Grafana Tempo 2.7 release: new TraceQL metrics functions, operational improvements, and more!

2025-01-16 5 min

Grafana Tempo 2.7 is here, and while the latest release is primarily focused on performance and operational improvements, we managed to sneak in some new TraceQL features, too!

Watch the video below to learn more about the TraceQL features, or continue reading to get a quick overview of the latest updates in Tempo.
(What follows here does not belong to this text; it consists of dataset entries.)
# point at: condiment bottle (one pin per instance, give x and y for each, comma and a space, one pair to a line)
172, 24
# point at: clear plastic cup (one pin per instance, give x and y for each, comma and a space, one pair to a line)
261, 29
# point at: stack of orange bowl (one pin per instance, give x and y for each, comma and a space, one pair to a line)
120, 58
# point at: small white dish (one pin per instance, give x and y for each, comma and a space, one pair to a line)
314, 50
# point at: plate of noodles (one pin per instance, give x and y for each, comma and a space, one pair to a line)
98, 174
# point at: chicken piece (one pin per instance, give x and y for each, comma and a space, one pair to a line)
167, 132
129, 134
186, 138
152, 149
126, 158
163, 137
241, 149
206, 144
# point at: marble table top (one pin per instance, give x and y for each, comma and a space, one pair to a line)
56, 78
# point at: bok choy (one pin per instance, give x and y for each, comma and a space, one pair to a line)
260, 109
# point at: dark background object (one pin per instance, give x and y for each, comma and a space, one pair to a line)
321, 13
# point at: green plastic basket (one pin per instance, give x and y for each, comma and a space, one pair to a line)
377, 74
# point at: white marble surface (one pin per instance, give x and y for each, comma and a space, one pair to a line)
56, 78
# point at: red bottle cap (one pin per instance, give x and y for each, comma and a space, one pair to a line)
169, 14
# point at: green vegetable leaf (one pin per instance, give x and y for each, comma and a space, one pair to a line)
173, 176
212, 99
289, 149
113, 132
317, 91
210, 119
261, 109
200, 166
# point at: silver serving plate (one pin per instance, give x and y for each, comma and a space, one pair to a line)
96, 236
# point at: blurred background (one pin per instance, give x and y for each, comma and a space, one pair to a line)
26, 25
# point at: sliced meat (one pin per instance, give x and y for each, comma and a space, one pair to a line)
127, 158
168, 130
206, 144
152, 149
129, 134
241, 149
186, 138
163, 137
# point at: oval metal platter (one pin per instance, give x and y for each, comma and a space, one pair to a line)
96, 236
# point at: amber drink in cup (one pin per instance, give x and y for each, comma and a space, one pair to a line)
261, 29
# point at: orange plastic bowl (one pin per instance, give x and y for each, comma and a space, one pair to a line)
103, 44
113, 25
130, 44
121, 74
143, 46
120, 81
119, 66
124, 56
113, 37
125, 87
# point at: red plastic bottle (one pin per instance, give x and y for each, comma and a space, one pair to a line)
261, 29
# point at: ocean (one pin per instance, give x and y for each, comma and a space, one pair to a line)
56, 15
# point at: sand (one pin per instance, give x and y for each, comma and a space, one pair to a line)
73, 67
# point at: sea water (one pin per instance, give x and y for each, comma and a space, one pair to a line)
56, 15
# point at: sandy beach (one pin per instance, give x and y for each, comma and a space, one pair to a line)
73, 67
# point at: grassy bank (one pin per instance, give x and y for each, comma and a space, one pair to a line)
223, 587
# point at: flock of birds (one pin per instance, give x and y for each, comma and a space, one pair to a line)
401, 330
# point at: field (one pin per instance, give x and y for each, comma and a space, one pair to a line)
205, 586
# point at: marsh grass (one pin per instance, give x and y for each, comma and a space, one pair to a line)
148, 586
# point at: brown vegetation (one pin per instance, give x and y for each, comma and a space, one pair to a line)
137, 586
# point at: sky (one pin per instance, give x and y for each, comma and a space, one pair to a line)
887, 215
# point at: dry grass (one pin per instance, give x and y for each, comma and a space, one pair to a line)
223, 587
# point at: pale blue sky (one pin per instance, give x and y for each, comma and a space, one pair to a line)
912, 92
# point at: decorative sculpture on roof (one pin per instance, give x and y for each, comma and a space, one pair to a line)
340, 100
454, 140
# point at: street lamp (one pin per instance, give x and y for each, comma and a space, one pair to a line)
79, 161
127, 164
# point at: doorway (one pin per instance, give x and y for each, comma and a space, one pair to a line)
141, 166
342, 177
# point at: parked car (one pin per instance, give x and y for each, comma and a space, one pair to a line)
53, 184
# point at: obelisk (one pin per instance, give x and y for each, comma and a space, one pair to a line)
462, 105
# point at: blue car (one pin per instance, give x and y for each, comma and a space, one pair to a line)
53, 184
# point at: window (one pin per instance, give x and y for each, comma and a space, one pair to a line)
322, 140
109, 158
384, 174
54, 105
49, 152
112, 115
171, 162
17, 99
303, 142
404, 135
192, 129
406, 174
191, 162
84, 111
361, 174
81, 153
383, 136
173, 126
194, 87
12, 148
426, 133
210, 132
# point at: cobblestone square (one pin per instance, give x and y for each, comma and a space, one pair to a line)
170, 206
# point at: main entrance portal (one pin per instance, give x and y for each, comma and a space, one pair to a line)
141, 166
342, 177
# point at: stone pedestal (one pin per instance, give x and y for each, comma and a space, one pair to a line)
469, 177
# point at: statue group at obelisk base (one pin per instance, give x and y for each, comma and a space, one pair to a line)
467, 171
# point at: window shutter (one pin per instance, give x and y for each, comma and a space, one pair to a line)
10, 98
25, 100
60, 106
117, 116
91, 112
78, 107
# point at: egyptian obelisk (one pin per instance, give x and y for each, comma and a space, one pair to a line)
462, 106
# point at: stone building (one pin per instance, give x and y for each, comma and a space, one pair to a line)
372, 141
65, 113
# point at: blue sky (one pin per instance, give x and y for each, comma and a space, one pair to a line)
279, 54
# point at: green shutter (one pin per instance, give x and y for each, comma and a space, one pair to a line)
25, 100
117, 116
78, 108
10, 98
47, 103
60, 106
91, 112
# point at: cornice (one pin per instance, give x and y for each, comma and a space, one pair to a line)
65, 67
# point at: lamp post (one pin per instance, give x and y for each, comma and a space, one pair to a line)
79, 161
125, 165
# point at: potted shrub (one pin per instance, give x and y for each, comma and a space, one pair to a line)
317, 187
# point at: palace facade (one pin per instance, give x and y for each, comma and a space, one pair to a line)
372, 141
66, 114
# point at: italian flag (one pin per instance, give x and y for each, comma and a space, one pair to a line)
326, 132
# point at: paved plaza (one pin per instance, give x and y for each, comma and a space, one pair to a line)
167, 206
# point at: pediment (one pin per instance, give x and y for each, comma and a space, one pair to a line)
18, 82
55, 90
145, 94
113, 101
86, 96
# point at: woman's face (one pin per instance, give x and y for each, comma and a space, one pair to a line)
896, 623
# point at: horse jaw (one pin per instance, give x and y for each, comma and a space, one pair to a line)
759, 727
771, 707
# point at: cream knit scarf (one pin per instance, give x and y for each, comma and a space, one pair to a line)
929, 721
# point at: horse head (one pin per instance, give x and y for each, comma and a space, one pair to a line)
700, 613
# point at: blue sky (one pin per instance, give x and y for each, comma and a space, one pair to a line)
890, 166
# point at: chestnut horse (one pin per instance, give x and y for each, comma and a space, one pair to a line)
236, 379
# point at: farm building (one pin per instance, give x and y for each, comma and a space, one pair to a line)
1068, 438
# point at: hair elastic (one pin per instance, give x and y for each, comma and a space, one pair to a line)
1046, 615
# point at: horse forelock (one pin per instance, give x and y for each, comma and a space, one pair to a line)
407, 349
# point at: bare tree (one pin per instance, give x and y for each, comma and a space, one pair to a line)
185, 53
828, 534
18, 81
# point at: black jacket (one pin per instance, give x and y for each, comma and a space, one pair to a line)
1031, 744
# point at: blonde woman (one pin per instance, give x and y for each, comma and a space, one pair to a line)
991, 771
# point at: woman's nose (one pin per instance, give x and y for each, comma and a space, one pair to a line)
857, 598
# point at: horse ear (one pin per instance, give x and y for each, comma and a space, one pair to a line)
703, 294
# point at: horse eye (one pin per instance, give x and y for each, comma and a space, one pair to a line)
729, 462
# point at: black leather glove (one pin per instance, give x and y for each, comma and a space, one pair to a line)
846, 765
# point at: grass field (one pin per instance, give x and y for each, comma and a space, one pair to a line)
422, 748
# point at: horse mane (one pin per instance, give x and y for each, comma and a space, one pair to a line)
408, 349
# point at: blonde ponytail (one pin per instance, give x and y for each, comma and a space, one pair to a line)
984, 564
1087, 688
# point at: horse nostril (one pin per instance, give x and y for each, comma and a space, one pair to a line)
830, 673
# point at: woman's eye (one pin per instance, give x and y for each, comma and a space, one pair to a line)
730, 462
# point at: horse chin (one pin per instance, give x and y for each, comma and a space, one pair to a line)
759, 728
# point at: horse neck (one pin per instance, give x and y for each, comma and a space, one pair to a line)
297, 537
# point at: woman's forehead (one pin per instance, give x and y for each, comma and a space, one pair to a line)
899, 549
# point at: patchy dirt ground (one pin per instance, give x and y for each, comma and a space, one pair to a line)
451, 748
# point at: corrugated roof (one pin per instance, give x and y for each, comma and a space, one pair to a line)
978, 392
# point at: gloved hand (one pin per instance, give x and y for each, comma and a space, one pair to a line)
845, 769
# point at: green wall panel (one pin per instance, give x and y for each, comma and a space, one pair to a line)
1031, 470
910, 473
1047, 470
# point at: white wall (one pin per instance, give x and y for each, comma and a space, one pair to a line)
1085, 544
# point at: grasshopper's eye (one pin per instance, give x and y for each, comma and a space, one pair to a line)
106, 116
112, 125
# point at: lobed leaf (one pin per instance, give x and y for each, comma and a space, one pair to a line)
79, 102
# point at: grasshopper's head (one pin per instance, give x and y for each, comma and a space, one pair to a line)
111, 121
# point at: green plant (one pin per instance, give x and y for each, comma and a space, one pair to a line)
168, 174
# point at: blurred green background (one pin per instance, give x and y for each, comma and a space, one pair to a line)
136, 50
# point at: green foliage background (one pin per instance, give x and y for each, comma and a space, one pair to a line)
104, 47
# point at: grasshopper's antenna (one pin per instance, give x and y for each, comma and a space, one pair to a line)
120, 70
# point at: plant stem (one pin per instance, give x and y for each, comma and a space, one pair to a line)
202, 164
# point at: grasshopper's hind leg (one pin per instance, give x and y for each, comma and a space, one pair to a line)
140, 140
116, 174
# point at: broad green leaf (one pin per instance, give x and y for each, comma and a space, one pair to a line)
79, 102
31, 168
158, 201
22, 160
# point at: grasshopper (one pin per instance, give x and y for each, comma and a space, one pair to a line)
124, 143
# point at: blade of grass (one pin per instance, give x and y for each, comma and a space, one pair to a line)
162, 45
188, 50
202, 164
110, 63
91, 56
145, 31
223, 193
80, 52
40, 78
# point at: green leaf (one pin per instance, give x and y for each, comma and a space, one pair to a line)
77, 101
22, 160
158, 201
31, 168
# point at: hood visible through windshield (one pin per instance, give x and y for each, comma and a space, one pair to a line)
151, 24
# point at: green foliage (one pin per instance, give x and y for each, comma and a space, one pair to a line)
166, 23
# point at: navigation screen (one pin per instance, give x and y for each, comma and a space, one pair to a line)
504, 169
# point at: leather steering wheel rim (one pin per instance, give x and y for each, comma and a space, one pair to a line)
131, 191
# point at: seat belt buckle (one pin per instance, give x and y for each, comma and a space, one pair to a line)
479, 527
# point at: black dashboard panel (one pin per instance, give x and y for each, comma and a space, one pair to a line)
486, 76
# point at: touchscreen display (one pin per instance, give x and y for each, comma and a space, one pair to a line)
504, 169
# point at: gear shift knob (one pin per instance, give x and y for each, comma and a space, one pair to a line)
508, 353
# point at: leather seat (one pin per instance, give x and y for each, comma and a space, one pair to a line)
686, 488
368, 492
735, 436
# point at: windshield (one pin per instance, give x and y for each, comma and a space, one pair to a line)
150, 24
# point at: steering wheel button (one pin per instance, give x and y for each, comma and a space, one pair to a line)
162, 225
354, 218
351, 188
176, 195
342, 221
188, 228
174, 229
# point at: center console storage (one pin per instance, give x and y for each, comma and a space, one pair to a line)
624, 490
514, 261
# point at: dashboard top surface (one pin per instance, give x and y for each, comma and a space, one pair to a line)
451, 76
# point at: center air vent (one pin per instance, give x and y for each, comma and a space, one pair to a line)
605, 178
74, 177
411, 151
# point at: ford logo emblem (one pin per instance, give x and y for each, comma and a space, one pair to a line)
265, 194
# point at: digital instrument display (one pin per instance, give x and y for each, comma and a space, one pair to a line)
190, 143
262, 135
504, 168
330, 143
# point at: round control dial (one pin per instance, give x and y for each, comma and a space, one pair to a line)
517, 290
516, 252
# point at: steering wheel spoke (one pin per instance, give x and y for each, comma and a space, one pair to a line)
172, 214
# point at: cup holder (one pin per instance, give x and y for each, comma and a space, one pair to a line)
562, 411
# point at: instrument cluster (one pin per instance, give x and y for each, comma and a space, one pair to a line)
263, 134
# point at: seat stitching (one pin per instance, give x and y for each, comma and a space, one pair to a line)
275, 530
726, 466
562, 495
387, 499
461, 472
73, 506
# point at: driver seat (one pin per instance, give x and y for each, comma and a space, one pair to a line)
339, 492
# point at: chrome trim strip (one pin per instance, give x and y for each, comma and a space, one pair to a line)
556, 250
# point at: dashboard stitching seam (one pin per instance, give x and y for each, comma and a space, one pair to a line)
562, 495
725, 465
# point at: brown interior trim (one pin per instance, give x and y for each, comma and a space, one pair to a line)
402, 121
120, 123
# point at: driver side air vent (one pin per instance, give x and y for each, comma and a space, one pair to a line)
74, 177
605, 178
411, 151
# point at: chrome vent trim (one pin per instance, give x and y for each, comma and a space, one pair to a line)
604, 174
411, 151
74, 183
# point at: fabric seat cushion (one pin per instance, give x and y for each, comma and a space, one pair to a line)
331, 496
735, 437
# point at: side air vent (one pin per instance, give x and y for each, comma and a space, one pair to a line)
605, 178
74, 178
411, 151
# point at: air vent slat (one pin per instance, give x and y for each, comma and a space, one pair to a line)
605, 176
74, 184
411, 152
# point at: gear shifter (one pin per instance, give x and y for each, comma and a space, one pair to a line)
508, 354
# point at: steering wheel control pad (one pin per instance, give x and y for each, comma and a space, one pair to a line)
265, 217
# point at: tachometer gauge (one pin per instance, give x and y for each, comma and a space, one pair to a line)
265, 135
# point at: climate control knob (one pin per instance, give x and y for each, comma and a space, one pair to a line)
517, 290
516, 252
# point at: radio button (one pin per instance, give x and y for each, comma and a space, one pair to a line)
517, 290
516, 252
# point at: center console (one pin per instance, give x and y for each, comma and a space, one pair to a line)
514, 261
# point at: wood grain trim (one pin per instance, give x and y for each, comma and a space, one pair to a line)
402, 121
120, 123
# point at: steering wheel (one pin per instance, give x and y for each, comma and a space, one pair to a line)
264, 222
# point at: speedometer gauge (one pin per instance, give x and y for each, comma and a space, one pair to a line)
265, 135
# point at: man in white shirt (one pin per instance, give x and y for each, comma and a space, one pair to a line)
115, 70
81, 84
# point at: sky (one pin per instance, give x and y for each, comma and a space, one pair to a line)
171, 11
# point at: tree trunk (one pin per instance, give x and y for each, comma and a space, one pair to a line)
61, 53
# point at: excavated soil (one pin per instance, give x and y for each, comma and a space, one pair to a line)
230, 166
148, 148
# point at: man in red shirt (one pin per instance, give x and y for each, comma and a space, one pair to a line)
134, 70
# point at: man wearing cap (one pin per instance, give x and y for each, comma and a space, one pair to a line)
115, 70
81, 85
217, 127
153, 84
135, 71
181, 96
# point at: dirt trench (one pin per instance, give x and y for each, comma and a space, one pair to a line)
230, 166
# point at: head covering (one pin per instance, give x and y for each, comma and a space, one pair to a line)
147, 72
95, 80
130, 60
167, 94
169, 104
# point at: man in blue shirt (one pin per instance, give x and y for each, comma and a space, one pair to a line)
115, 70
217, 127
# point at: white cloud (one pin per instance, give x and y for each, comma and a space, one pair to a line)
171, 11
If you’re looking for something more in-depth, don’t hesitate to jump into the Grafana Tempo 2.7 release notes or the changelog.

TraceQL features

It wouldn’t be a Tempo release without at least a few new TraceQL features.

Instrumentation scope

OpenTelemetry includes some useful information at the instrumentation scope that was previously not queryable in TraceQL. The primary use of this scope is to query your trace data based on the various libraries and clients that are producing data.

{ resource.service.name = "foo" } | rate() by (instrumentation:name)

This query, for example, will show you the various libraries producing instrumentation for a given service:

A Tempo screenshot showing the rate of spans produced by libraries in cartservice.
Rate of spans produced by libraries in cartservice.

Metrics

We’ve also added three new TraceQL metrics functions that you may find useful: avg_over_time, min_over_time, and max_over_time. These new functions do exactly what their names suggest!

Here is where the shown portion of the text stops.